For instance, a company may intend to offset its excess emissions by preventing the chopping down of some trees that were slated to become timber. But, how can the company prove that the owner did intend to chop down the forest? Or, if a company offsets its emissions by planting a forest, should they receive the credits toward their emissions target before the trees grow to absorb the amount of carbon dioxide they are meant to offset? What if the trees die before they reach maturity?

ACES allows for two billion metric tons of carbon offsets annually. It is an amount equivalent to a third of all the energy-related greenhouse gas emissions in 2008. It is also almost six times the projected growth in energy-related emissions through 2030 under a business-as-usual scenario. But will all those offsets really be available?

The EIA analysis, recognizing the uncertainty in offset supply, made projections for six different scenarios. In the rosiest scenario, offsets are implemented easily, but gradually and steadily, in terms of cost, regulation and negotiations with foreign countries. A second possibility is that technology breakthroughs offer companies cheaper ways to reduce emissions than buying offsets, resulting in a less robust domestic and international offsets program. In another scenario, the maximum amount of international offsets is used starting in 2012, reducing the amount of offsets used domestically. And yet another forecast made the assumption that international offsets would be severely limited.

Currently, the nascent offsets industry is struggling to meet demand. A 2008 working paper on international carbon offsets by Stanford University’s Michael Wara and David Victor said,

“In practice, much of the current [carbon offsets] market does not reflect actual reductions in emissions, and that trend is poised to get worse…. Also, the rate at which [carbon offset] credits are being issued today—at a time when demand for such offsets from the European [Emission Trading Scheme] is extremely high—is only one-twentieth to one-fortieth the rate needed just for the current [carbon offset] system to keep pace with the projects it has already registered.”

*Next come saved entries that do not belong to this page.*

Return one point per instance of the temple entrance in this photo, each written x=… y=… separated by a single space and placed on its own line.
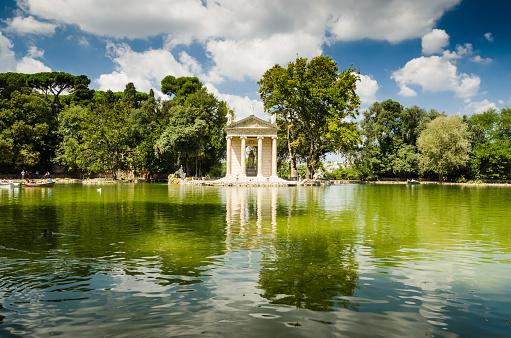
x=251 y=161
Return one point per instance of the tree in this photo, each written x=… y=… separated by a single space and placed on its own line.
x=195 y=136
x=54 y=83
x=312 y=99
x=390 y=134
x=444 y=145
x=180 y=87
x=491 y=156
x=26 y=123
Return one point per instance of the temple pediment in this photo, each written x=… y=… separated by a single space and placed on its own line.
x=251 y=122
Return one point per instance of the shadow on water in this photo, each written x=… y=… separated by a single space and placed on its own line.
x=158 y=260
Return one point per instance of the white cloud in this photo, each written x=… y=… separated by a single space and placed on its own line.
x=479 y=59
x=366 y=89
x=241 y=105
x=7 y=59
x=82 y=41
x=407 y=92
x=30 y=25
x=30 y=65
x=435 y=74
x=145 y=69
x=184 y=21
x=393 y=21
x=479 y=107
x=33 y=52
x=434 y=42
x=236 y=60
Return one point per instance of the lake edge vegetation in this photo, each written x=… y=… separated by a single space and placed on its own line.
x=52 y=121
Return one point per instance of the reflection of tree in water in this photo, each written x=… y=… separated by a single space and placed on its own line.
x=310 y=273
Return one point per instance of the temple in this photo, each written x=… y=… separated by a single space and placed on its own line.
x=252 y=151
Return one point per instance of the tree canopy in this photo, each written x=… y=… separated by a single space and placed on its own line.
x=444 y=145
x=313 y=100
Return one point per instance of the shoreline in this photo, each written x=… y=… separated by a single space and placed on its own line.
x=111 y=181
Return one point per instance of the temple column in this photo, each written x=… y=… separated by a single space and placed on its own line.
x=274 y=157
x=260 y=156
x=243 y=155
x=229 y=155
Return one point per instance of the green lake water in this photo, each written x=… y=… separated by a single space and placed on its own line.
x=151 y=260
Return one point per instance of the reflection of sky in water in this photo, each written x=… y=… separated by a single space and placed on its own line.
x=418 y=267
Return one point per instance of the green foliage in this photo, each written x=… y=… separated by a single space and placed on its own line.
x=195 y=136
x=444 y=145
x=312 y=100
x=180 y=87
x=390 y=134
x=26 y=122
x=491 y=157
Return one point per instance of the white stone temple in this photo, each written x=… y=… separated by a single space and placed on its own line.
x=256 y=139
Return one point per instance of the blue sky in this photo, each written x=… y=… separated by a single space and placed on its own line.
x=449 y=55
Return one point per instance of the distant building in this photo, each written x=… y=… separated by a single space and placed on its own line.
x=331 y=166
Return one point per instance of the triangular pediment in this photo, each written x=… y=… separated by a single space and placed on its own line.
x=251 y=122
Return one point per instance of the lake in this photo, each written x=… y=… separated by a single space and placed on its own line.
x=152 y=260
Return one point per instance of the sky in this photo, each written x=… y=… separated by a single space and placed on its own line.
x=450 y=55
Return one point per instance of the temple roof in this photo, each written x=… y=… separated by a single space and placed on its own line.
x=251 y=122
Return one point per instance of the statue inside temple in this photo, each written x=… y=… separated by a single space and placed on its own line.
x=251 y=158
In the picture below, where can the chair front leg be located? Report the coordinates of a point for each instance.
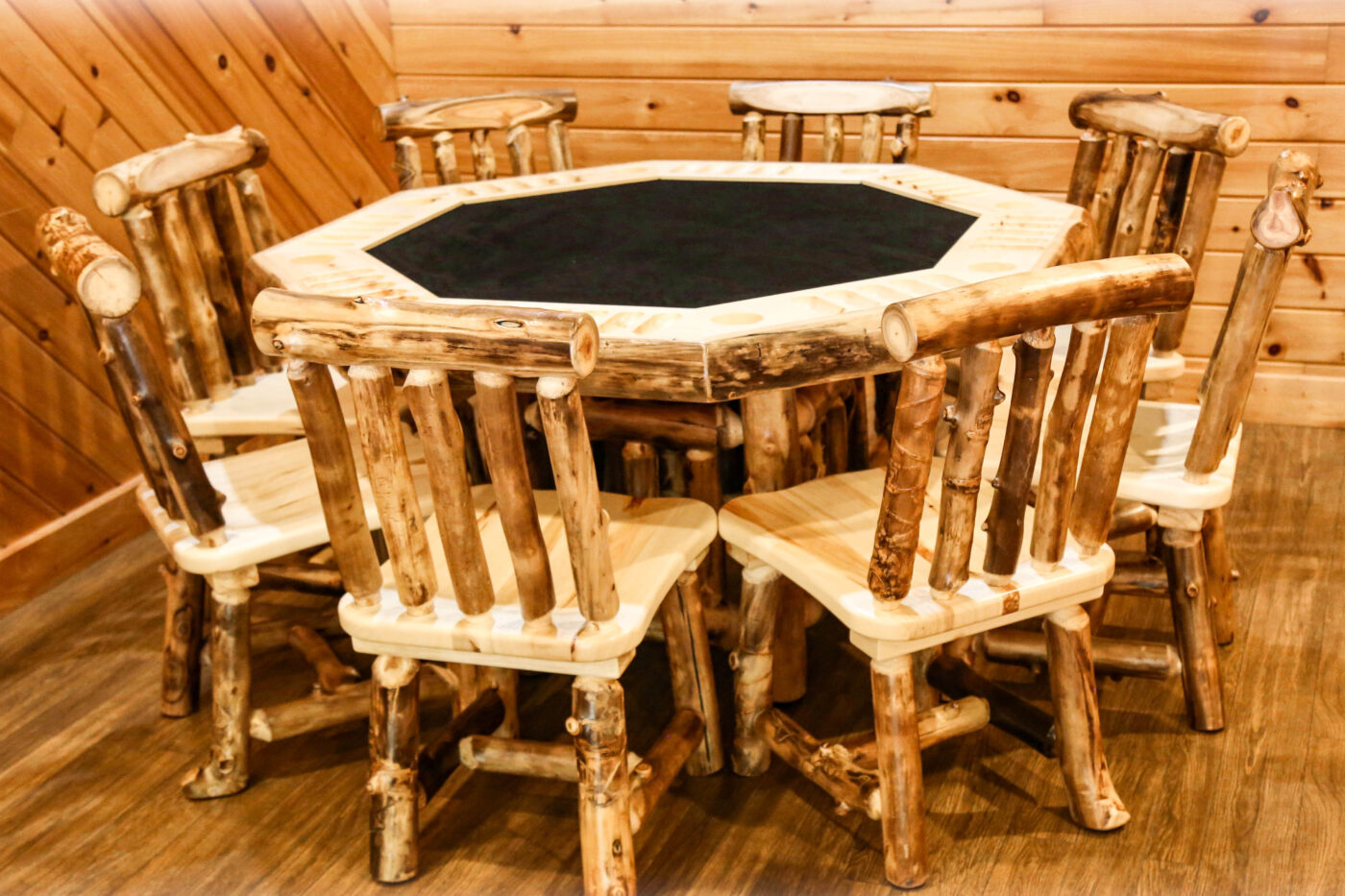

On the other hand, if enough offsets are readily available and therefore inexpensive, that will remove incentive to actually reduce emissions. Andy Kydes, EIS senior technical advisor to the Office of Integrated Analysis and Forecasting, says that in that instance, “You get to keep more of your coal, because it’s cheap enough in that instance to use more of it, because you can buy cheap international offsets.”

The fear is that offsets could turn out to be a cheap way to allow companies to keep polluting. In most of the EIA scenarios, offsets accounted for a greater reduction in greenhouse gases than cuts in existing emissions from capped sources of pollution. In one scenario, reductions from capped sources of pollution only account for 39% of emissions cuts and in another scenario, they account for only 22%.

The effectiveness of offsets also depends on policy initiatives and market conditions. While the EIA report tried to account for these, it conceded, “Such estimates are naturally subject to a great deal of uncertainty, particularly with regard to international offsets.” Still, international offsets make up the majority of greenhouse gas reductions in four of the six scenarios in the estimate.

Government bureaucracy and negotiations could stall the implementation of an offset trading scheme. The Environmental Protection Agency has yet to negotiate and set up the parameters, definitions and verification systems necessary for a domestic offsets program. International offsets complicate the picture even further: other nations need to establish their offset programs and then international agreements governing offsets need to be negotiated and to take effect.